「個人カードと健康保険証の一体化でなく、健康保険証の存続を求める要請」に同席
10月13日、河野デジタル大臣が突然、現行の健康保険証を2024年秋に廃止し、マイナンバーカードと健康保険証を一体化すると発表しました。民医連がこれに対して県に要請を行いました。要請は1点、「政府に対して、個人番号カードと健康保険証の一体化、健康保険証の廃止ではなく、現行どおり、健康保険証を使えるように存続を求めること」 です。
法律はマイナンバーカードの取得は任意であったはずです。しかし、健康保険証を廃止しその代わりにマイナ保険証にするというのは事実上の強制であり法令違反です。
この間、政府は「マイナポイント事業」を展開し、市町村ごとに取得率を公表し、普及状況に応じて地方交付税や交付金の配分額に差をつける方針を示し、個人番号カードの取得を進めてきました。しかし交付率は全国民の約50%にすぎません。進まないのは個人情報漏洩の心配やプライバシー侵害につながる危険があるからです。
マイナ保険証を活用するためには医療機関側もカードリーダーや専用のパソコンなどシステム構築をしなければなりませんが、対応ができている医療機関は全体の2割と言われています。
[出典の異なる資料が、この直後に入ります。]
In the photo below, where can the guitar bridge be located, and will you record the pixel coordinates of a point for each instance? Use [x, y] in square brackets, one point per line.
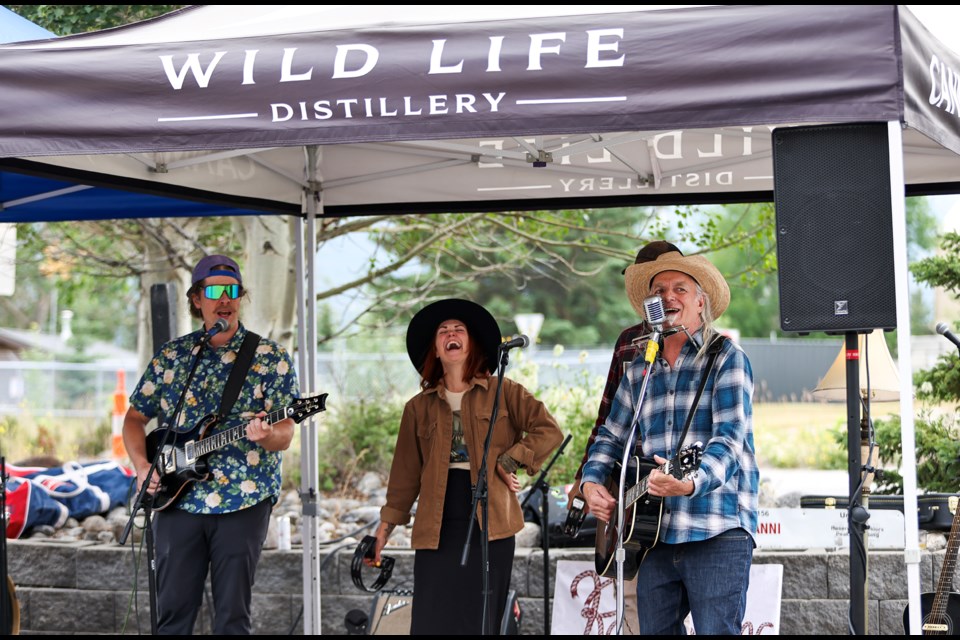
[190, 452]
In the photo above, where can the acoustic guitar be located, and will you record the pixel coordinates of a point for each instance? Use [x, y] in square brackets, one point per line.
[940, 610]
[641, 513]
[184, 458]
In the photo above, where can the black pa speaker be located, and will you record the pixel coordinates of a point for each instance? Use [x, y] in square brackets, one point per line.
[831, 187]
[163, 313]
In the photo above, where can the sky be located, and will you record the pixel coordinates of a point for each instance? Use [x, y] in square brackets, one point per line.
[942, 22]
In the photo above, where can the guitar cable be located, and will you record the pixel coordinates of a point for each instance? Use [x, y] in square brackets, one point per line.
[857, 515]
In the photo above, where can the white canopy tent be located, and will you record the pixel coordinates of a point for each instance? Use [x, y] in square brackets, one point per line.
[350, 110]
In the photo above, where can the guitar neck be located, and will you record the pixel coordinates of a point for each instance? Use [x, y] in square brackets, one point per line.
[223, 438]
[945, 583]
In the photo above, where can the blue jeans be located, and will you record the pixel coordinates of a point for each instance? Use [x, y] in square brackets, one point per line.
[708, 579]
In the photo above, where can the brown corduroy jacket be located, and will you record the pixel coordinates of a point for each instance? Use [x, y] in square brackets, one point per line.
[524, 430]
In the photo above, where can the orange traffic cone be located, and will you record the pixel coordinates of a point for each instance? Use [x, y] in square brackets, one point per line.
[119, 411]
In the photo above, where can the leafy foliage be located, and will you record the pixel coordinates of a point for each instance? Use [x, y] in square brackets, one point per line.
[68, 19]
[937, 452]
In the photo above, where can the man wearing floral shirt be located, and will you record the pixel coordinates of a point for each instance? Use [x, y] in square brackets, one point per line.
[217, 524]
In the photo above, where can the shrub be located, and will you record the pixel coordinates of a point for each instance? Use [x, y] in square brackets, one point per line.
[937, 450]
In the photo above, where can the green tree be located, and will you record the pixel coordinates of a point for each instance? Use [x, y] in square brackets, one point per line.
[67, 19]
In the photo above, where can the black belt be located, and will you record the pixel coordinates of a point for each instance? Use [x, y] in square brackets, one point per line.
[365, 550]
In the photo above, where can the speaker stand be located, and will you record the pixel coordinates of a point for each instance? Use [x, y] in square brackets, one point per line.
[857, 515]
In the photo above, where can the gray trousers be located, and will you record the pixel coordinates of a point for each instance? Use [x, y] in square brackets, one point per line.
[187, 546]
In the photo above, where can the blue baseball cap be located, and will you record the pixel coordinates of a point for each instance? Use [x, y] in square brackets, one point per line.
[216, 265]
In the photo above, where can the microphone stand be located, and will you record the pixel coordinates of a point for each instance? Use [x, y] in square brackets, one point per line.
[544, 488]
[481, 496]
[144, 500]
[650, 356]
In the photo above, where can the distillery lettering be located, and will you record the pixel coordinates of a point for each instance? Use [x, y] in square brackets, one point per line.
[944, 86]
[360, 60]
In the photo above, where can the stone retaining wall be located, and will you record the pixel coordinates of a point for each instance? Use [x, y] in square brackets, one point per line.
[88, 588]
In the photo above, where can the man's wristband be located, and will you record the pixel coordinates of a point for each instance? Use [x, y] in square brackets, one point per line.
[509, 464]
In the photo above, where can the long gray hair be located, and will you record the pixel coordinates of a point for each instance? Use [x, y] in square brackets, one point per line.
[708, 331]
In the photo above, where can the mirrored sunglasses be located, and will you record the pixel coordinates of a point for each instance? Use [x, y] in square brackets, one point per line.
[216, 291]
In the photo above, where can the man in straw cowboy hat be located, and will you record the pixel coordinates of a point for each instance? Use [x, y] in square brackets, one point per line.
[698, 559]
[624, 352]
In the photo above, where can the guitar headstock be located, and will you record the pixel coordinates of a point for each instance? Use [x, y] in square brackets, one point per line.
[303, 408]
[688, 460]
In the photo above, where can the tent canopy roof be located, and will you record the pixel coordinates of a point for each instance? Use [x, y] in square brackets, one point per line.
[416, 108]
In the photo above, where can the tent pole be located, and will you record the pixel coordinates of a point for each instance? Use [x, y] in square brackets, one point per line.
[904, 362]
[307, 341]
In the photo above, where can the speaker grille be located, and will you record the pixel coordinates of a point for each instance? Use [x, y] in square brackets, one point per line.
[163, 313]
[834, 228]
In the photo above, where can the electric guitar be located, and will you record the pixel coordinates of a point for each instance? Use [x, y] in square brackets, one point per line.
[641, 514]
[940, 611]
[184, 458]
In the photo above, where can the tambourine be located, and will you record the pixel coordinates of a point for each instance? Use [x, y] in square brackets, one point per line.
[365, 550]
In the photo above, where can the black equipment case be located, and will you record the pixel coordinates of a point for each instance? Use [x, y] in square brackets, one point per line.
[935, 510]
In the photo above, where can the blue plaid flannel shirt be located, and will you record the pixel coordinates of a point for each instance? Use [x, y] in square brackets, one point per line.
[727, 482]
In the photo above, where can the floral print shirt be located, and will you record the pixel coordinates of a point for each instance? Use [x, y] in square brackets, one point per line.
[242, 474]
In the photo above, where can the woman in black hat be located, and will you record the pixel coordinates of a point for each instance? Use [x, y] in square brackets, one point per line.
[453, 344]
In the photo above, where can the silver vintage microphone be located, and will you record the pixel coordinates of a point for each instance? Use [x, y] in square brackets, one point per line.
[655, 315]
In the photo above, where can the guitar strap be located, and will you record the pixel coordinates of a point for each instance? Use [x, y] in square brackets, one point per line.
[238, 374]
[712, 351]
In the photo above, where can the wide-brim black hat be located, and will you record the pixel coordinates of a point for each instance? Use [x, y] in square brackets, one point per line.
[483, 328]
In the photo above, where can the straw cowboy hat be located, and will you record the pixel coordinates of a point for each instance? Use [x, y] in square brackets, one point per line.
[483, 328]
[639, 276]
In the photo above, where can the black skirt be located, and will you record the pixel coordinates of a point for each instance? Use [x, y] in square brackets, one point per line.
[447, 597]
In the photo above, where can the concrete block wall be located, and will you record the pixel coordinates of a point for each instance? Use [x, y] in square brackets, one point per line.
[89, 588]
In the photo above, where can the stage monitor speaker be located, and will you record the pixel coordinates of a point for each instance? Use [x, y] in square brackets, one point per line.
[163, 313]
[831, 186]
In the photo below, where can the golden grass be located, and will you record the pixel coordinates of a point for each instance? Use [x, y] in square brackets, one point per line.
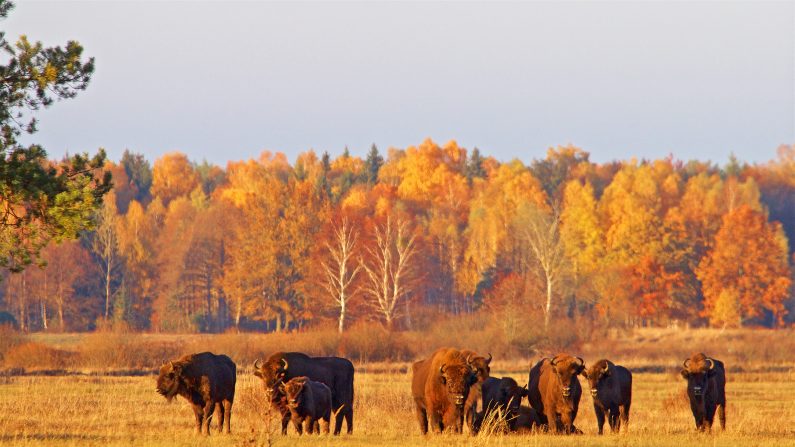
[122, 411]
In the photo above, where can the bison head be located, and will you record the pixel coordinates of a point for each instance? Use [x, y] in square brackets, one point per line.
[566, 369]
[697, 370]
[169, 380]
[480, 365]
[510, 395]
[271, 371]
[597, 374]
[293, 390]
[457, 378]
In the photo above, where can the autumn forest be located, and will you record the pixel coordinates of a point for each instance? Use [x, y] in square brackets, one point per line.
[418, 233]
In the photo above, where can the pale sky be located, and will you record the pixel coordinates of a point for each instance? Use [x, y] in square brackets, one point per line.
[224, 81]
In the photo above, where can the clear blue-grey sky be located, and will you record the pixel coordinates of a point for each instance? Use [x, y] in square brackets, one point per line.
[224, 81]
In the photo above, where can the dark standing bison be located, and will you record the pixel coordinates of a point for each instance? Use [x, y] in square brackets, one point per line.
[503, 395]
[482, 370]
[554, 391]
[205, 380]
[706, 388]
[611, 388]
[334, 372]
[440, 386]
[309, 402]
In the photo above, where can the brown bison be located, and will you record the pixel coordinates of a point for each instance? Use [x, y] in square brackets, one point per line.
[526, 421]
[611, 388]
[309, 402]
[554, 391]
[481, 367]
[334, 372]
[205, 380]
[706, 388]
[440, 386]
[504, 395]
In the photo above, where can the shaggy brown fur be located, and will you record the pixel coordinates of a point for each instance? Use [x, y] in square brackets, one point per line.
[205, 380]
[440, 386]
[554, 391]
[706, 388]
[611, 388]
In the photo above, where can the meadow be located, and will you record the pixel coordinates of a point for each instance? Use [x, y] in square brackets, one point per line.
[86, 406]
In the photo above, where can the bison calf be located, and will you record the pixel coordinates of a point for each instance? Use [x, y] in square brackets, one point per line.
[706, 389]
[308, 401]
[611, 389]
[205, 380]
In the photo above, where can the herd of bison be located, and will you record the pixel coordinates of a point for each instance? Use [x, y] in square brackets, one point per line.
[452, 388]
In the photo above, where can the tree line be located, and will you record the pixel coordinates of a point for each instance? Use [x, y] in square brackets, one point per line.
[426, 230]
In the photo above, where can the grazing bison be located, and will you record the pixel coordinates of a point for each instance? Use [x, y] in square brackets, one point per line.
[611, 388]
[334, 372]
[440, 386]
[504, 395]
[706, 388]
[481, 367]
[205, 380]
[554, 391]
[309, 402]
[527, 420]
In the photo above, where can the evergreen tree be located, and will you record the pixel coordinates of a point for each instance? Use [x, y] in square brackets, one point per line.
[372, 165]
[41, 200]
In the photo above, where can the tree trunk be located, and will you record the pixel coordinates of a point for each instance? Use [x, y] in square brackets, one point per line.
[342, 315]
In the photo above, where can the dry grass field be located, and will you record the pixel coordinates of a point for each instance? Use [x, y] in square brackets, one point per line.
[122, 411]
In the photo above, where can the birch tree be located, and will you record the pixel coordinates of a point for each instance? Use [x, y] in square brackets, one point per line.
[389, 268]
[340, 269]
[544, 251]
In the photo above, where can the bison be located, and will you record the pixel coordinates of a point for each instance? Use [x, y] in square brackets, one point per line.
[503, 395]
[481, 367]
[554, 391]
[706, 388]
[611, 388]
[334, 372]
[309, 402]
[205, 380]
[440, 386]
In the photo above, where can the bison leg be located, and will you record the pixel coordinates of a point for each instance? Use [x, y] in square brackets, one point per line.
[199, 413]
[208, 409]
[285, 421]
[219, 410]
[228, 415]
[624, 415]
[422, 417]
[600, 417]
[349, 420]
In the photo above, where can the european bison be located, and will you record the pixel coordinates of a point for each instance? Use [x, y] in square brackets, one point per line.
[309, 402]
[205, 380]
[706, 388]
[526, 421]
[554, 391]
[440, 386]
[611, 388]
[504, 395]
[481, 367]
[335, 372]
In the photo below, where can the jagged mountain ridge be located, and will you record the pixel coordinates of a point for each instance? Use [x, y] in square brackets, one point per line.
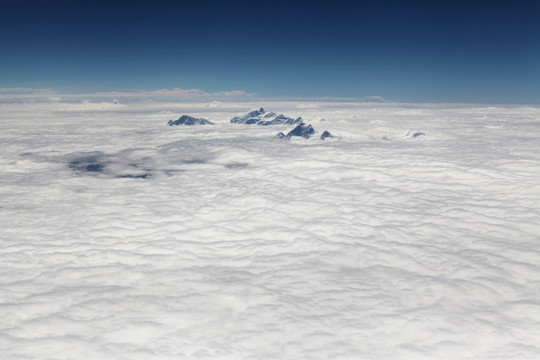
[189, 120]
[261, 117]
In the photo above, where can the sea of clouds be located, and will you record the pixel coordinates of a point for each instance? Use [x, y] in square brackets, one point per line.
[124, 238]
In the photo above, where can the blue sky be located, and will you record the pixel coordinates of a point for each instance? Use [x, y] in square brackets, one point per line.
[414, 51]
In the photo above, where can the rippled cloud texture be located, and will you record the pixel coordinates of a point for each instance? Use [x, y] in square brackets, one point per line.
[413, 234]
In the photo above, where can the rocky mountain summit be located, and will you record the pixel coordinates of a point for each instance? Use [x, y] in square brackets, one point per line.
[189, 120]
[303, 130]
[261, 117]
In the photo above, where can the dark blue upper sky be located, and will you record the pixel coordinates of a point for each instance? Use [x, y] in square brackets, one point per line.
[418, 51]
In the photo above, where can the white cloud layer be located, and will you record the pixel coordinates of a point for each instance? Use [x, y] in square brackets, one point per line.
[124, 238]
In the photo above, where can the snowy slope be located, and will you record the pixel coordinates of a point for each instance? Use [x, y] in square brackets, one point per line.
[377, 244]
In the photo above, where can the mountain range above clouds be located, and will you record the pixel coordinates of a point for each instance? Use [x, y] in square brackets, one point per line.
[261, 117]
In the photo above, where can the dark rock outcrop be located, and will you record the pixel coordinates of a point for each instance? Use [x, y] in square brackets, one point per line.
[302, 130]
[326, 134]
[189, 120]
[261, 117]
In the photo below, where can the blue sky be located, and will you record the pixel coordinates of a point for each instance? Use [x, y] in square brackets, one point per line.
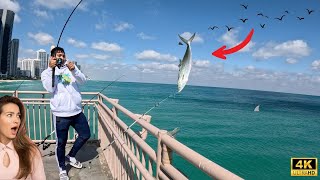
[140, 39]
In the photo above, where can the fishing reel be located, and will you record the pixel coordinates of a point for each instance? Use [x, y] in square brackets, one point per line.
[59, 62]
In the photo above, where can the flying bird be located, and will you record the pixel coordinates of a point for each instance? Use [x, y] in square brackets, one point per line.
[212, 28]
[300, 18]
[310, 11]
[244, 20]
[280, 19]
[229, 28]
[245, 6]
[260, 14]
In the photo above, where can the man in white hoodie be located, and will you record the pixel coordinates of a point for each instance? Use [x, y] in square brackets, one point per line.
[66, 107]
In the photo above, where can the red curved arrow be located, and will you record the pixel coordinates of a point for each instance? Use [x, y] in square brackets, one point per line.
[220, 53]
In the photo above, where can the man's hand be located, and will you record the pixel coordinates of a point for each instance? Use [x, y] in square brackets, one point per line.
[71, 66]
[53, 62]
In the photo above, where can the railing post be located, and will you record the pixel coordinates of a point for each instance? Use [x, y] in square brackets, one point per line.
[159, 151]
[144, 133]
[166, 155]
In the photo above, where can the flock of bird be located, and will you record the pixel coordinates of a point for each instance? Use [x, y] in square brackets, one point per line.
[244, 20]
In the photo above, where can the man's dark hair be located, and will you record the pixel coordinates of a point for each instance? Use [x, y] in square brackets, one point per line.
[55, 50]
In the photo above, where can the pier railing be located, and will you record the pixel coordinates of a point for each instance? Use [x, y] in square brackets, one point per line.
[127, 152]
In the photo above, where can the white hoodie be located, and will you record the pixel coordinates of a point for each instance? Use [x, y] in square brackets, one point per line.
[66, 98]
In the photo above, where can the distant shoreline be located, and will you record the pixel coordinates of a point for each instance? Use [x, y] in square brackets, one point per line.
[14, 80]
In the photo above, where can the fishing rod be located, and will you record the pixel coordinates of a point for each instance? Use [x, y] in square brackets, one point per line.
[65, 24]
[46, 145]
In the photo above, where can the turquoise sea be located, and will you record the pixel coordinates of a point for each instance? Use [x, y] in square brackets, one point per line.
[220, 124]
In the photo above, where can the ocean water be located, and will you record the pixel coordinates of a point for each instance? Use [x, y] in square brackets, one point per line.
[220, 124]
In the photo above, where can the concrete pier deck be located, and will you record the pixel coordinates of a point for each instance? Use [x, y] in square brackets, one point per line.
[93, 168]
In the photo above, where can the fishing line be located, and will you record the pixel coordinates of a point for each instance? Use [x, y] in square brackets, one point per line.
[46, 145]
[53, 69]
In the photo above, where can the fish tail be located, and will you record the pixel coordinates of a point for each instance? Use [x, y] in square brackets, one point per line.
[187, 41]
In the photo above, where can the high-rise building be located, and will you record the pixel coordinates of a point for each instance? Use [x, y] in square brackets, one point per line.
[42, 55]
[32, 65]
[7, 18]
[12, 65]
[78, 65]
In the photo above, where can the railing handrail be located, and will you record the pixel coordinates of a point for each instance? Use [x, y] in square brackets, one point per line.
[41, 92]
[199, 161]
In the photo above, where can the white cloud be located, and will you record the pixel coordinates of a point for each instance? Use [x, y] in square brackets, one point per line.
[291, 61]
[17, 18]
[151, 55]
[76, 43]
[100, 56]
[250, 68]
[197, 38]
[289, 49]
[42, 14]
[201, 63]
[60, 4]
[123, 26]
[102, 19]
[93, 56]
[145, 36]
[104, 46]
[10, 5]
[100, 26]
[27, 53]
[13, 6]
[82, 56]
[158, 66]
[316, 65]
[41, 38]
[230, 39]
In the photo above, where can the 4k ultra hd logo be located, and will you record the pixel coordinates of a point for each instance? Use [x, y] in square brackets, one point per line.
[304, 167]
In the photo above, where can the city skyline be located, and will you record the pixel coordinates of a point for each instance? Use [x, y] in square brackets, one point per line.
[7, 59]
[140, 39]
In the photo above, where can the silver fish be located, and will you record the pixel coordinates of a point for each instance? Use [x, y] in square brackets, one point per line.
[185, 64]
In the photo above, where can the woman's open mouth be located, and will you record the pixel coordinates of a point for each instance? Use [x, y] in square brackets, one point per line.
[14, 130]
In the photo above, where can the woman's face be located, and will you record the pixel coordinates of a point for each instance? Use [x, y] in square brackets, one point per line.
[9, 122]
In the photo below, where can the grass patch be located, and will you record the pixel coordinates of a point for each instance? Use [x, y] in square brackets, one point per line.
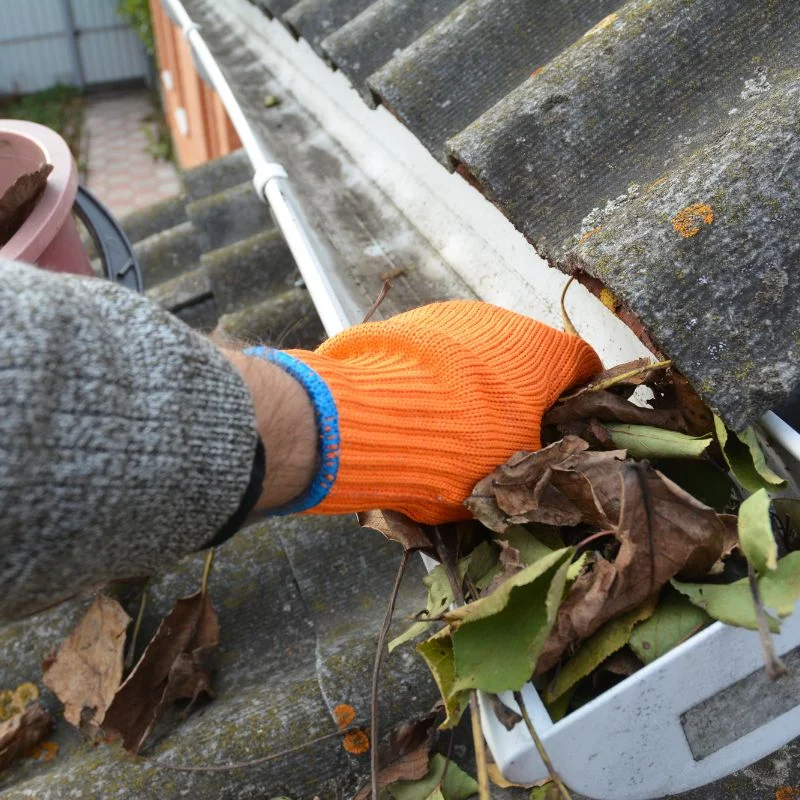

「なぜ現行の健康保険証がダメなのか」「マイナ保険証のメリットが感じられない」という声もあります。
懇談の中で、さらに、高齢者がマイナ保健省を紛失した場合の個人情報の漏洩が非常に心配される。特養ホームの入居者は、受診の場合、マイナ保険証を施設職員が預かることになるが、個人情報に関わるものを施設側が預かっていいのかと心配している。
日本は世界に誇る国民皆保険制度があるが、これが崩れるおそれがある。患者さんが迷惑し、医療側も対応に苦労しもっと混乱するだろうと。
個人院を経営する保険医協会は調査を行なったが7割が反対だったと聞く。医師会も反対が多いと聞いている。横浜市とも懇談したが、市としても頭を抱えていると聞いた。横須賀市では拙速に進めるなという市民の署名活動が始まった。
自治体も後期高齢者医療保険制度の負担が1割から2割になり、自治体の事務負担が生じたばかりなのに、マイナ保健省にすることで、さらに大きな負担が生じるのではないか。など様々な意見が出ました。
県からは、これまで県民から色々な意見が寄せられている。保険者である市町村に対して、県として、どのような声が寄せられているかなどのアンケートを実施したいと準備しているとの回答がありました。準備でき次第、始めるとのことでした。その上で県民の声を大切にしながら県の対応を検討していくということでした。
法令違反を犯すことが平気で行われようとする政治に異議を唱え、保険証の存続を強く求めたいと思います。